Although you may marvel at the power lawyers have, and may even be slightly intimidated by your own lawyer, there are limitations to what lawyers can and cannot do. You may be surprised to discover some of these things, because they are not common knowledge. However, if you think about each of the following three things that your lawyer cannot do for you or against you, it all makes sense.
1. Your Lawyer Cannot Sue You for Nonpayment
If you have racked up quite a bit in service fees with your lawyer, and he or she has now finished your case, he or she cannot sue you for nonpayment. A lawyer cannot legally sue a current or past client of his or her firm, so you are protected from that standpoint. However, your lawyer can pursue other avenues to extract the money you owe, including sending your bill to a credit agency and/or bill collector. Unless you have some serious issues with why you do not want to pay your lawyer, it is a good idea to pay him or her in case you need your lawyer's services and assistance again in the future.
2. Your Lawyer Cannot Help You Sue Somebody If That Somebody Is Already Represented by His/Her Firm
A general attorney can assist you with many legal issues, from family law to suing your obnoxious neighbor for harassment. However, if that obnoxious neighbor is already a client with the same firm, your lawyer will refer you to another firm, since he or she is not legally allowed to sue any other client, past or present, that is listed in the firm's client files. While the thought of having to pay two retainers to handle your separate issues is distressing, it also means that your obnoxious neighbor cannot use his or her lawyer from the same firm to sue you in return.

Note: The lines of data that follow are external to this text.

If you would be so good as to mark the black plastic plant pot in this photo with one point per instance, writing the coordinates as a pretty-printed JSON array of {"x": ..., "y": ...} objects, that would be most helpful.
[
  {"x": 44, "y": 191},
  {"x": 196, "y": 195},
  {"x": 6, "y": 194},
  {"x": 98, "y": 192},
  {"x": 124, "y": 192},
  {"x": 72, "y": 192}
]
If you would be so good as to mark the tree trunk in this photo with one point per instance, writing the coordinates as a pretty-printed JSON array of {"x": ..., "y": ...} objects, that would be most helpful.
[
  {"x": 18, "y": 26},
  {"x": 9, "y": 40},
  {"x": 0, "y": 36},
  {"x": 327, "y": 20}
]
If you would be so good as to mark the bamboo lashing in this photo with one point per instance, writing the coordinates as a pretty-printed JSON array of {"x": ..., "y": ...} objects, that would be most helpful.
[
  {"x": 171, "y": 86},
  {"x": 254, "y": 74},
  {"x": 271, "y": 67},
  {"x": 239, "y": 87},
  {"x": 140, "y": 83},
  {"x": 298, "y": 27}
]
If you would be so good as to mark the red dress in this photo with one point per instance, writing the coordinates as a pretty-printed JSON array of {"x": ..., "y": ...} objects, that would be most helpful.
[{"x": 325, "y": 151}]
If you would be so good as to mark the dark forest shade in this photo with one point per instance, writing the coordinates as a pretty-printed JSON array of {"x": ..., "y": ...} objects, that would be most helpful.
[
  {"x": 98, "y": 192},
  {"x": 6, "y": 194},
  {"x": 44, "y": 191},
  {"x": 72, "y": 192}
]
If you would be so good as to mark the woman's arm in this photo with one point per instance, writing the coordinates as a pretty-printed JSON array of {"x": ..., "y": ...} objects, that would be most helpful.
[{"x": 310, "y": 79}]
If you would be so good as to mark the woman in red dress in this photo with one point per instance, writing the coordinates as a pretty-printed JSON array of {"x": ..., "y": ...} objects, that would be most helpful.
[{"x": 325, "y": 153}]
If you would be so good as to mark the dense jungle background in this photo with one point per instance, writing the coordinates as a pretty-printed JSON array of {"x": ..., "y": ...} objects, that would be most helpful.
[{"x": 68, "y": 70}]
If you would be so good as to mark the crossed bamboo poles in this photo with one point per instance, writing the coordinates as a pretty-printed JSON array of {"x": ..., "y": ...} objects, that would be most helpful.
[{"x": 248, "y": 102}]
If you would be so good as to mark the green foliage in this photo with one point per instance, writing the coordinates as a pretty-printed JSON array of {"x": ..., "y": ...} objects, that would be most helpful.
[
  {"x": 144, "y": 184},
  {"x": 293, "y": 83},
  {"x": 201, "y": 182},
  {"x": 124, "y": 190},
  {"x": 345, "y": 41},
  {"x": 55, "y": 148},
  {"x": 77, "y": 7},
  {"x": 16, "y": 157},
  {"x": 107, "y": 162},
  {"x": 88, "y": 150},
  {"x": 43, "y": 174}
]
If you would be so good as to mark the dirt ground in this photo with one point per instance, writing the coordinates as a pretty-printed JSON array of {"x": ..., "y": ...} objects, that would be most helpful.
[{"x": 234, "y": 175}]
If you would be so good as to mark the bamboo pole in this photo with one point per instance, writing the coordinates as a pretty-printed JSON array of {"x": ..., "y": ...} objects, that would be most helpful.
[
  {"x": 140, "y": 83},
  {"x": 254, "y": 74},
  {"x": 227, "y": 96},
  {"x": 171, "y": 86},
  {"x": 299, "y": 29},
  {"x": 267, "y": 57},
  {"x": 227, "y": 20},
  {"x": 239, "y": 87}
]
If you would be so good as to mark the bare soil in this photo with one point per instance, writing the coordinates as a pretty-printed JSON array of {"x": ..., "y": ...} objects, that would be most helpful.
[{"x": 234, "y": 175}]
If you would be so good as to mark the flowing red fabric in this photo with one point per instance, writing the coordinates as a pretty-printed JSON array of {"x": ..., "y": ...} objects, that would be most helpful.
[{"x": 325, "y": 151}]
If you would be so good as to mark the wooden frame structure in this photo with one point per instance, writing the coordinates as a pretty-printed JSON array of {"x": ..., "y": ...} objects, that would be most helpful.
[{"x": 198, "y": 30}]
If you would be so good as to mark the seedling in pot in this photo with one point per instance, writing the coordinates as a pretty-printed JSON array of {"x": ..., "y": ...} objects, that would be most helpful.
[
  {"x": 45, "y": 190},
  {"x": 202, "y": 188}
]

3. Your Lawyer Cannot Further Incriminate You in a Criminal Case
Regardless of your innocence or guilt or even the heinousness of your crime, your lawyer cannot further incriminate you. To do so is grounds for disbarment, since your lawyer would not be representing your best interests, but his or her own political or personal agenda. It is also considered a type of corruption within the legal system, since you or the county in which you reside is paying for the lawyer's services and a fair trial or fair hearing.